Craft Agents Headless Server and Thin‑Client Desktop App Architecture

Craft Agents OSS implements a split‑architecture where a Bun‑based headless server handles all AI workloads and session persistence, while an Electron thin client serves purely as a remote UI renderer connecting via authenticated WebSocket RPC.

The lukilabs/craft-agents-oss repository separates compute from presentation, enabling users to run a single headless server for multiple desktop clients or operate fully local embedded mode. This article examines the architecture of the headless server and thin‑client desktop app, detailing how they communicate, authenticate, and scale from personal workflows to fleet deployments.


Architectural Overview

Craft Agents operates in two complementary modes that share the same RPC interface but distribute components differently.

Mode Runtime Location Core Responsibilities
Headless server Bun‑based Node‑like process (no UI) Session storage, agent execution, WebSocket RPC endpoint, LLM model fetchers, source connectors, credential store, background services.
Thin‑client desktop Electron GUI application Connects to remote headless server via WebSocket, forwards UI actions, receives agent responses, renders interface. When no remote URL is supplied, boots an embedded server (full‑client mode).

The processes communicate exclusively through a secure WebSocket RPC channel authenticated with a bearer token (CRAFT_SERVER_TOKEN). TLS encryption (wss://) is optionally enforced via certificate configuration.

High‑level data flow


┌───────────────────────┐      WebSocket (ws/wss) + token      ┌───────────────────────┐
│  Thin‑client Electron │ ─────────────────────────────────────►│   Headless server     │
│  (renderer + preload) │  ←─────────────────────────────────────│  (Bun + @craft‑agent│
│  UI only, no session  │   RPC calls (RPC_CHANNELS)            │   server‑core)       │
└───────────────────────┘                                      └───────────────────────┘

The Electron preload script (apps/electron/src/preload/*.ts) exposes an IPC bridge (__transport:status, __get-ws-port, etc.) that the renderer uses to obtain the WS endpoint and token. The headless server (packages/server/src/index.ts) boots the shared @craft-agent/server-core stack, creates a SessionManager, registers RPC handlers, and starts listening on CRAFT_RPC_HOST:CRAFT_RPC_PORT.

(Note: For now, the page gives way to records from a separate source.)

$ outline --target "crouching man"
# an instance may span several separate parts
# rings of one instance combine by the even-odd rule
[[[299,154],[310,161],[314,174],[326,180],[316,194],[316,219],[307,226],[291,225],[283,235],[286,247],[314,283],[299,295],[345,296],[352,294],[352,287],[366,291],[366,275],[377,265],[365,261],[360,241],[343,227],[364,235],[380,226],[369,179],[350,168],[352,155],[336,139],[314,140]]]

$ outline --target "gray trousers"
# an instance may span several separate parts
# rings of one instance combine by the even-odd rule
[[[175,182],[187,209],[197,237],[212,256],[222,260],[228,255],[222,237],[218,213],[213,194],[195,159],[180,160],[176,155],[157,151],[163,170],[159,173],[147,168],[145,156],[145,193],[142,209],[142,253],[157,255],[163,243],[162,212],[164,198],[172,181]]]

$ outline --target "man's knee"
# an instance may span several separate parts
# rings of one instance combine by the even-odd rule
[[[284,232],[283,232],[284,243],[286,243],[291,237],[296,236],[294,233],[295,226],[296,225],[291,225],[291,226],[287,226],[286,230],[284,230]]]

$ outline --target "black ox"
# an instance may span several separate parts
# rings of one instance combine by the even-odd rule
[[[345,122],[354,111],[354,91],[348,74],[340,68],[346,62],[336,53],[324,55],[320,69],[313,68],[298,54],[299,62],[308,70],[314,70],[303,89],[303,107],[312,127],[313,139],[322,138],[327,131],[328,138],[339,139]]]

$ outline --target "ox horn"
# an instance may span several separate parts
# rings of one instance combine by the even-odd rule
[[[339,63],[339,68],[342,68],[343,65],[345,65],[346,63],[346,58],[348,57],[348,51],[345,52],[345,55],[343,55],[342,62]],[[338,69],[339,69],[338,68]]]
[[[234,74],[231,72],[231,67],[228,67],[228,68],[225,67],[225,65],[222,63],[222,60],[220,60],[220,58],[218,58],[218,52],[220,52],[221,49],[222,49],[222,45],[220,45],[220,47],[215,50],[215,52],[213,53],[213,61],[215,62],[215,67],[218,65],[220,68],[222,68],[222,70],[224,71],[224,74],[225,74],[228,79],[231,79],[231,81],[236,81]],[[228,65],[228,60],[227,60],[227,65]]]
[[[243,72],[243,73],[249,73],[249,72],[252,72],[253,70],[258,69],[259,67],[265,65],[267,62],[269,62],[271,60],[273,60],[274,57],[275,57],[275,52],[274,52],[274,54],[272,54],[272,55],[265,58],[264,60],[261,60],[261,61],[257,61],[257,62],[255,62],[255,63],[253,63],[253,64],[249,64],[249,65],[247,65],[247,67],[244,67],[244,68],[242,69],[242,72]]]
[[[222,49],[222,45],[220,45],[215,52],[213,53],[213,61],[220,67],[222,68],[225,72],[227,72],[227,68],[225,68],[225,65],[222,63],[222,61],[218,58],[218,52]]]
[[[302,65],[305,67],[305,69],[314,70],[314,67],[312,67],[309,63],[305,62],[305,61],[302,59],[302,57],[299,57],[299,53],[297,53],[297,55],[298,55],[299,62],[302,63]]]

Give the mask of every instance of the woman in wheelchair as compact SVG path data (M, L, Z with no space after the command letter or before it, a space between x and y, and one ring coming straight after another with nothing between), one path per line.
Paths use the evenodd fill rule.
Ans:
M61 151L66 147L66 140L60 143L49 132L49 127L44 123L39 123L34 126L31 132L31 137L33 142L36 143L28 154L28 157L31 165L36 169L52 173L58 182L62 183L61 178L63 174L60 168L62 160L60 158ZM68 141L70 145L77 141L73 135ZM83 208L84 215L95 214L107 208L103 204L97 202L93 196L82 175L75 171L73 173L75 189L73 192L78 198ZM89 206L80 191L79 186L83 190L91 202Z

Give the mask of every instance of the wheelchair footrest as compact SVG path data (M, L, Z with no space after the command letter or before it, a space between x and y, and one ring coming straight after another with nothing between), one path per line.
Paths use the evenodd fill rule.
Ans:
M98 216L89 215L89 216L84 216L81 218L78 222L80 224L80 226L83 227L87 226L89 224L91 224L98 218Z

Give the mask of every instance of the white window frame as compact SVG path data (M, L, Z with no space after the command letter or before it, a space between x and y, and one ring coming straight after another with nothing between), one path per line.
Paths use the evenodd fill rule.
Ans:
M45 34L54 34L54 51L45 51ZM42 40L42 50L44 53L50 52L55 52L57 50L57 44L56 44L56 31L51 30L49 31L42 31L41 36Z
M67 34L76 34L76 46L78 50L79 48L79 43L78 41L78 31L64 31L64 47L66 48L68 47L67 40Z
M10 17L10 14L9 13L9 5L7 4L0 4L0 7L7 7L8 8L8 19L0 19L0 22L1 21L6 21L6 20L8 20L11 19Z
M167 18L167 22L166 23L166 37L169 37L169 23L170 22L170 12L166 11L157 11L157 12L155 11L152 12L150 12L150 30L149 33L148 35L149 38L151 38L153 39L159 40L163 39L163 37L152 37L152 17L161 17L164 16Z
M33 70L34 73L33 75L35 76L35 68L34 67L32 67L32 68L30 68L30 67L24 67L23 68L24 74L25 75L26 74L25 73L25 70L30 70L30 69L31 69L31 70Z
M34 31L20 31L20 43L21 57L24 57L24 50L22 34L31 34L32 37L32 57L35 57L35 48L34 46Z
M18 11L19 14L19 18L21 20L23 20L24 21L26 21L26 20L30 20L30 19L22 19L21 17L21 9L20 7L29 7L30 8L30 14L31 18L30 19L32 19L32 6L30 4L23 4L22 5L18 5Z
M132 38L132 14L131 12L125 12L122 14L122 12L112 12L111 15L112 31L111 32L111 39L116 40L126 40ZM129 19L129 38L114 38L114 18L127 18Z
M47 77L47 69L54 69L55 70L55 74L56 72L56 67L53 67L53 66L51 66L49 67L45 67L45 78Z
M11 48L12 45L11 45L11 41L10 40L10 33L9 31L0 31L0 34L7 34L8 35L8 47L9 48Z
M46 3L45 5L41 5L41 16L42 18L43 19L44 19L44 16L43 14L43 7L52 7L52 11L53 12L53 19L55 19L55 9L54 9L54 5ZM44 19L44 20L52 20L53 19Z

Headless Server Architecture

All business logic (sessions, sources, model fetchers, credential handling) lives in @craft-agent/server-core and shared packages under packages/*.

Entry point and bootstrap

The server entry point at packages/server/src/index.ts parses environment variables and initializes the runtime.


# Generate a token (optional)

CRAFT_SERVER_TOKEN=$(openssl rand -hex 32)

# Launch the server (bind to all interfaces, TLS optional)

CRAFT_RPC_HOST=0.0.0.0 CRAFT_RPC_PORT=9100 \
  CRAFT_SERVER_TOKEN=$CRAFT_SERVER_TOKEN \
  bun run packages/server/src/index.ts

Startup emits the connection details:


CRAFT_SERVER_URL=ws://0.0.0.0:9100
CRAFT_SERVER_TOKEN=...

The bootstrapServer function from @craft-agent/server-core/bootstrap assembles subsystems:

  • Creates a WsRpcServer that validates incoming tokens (validateSessionCookie when the WebUI is enabled).
  • Instantiates SessionManager (persists sessions to ~/.craft-agent/workspaces/.../sessions).
  • Calls registerCoreRpcHandlers for core RPC like sessions:*, sources:*, settings:*.
  • Provides platform abstraction via PlatformServices implemented as a headless platform (packages/server-core/runtime/headless.tscreateHeadlessPlatform).

Source: packages/server/src/index.ts and packages/server-core/src/bootstrap.ts

Core server components

Session management

The SessionManager at packages/server-core/src/sessions/SessionManager.ts handles creation, persistence, branching, export/import, and event streaming.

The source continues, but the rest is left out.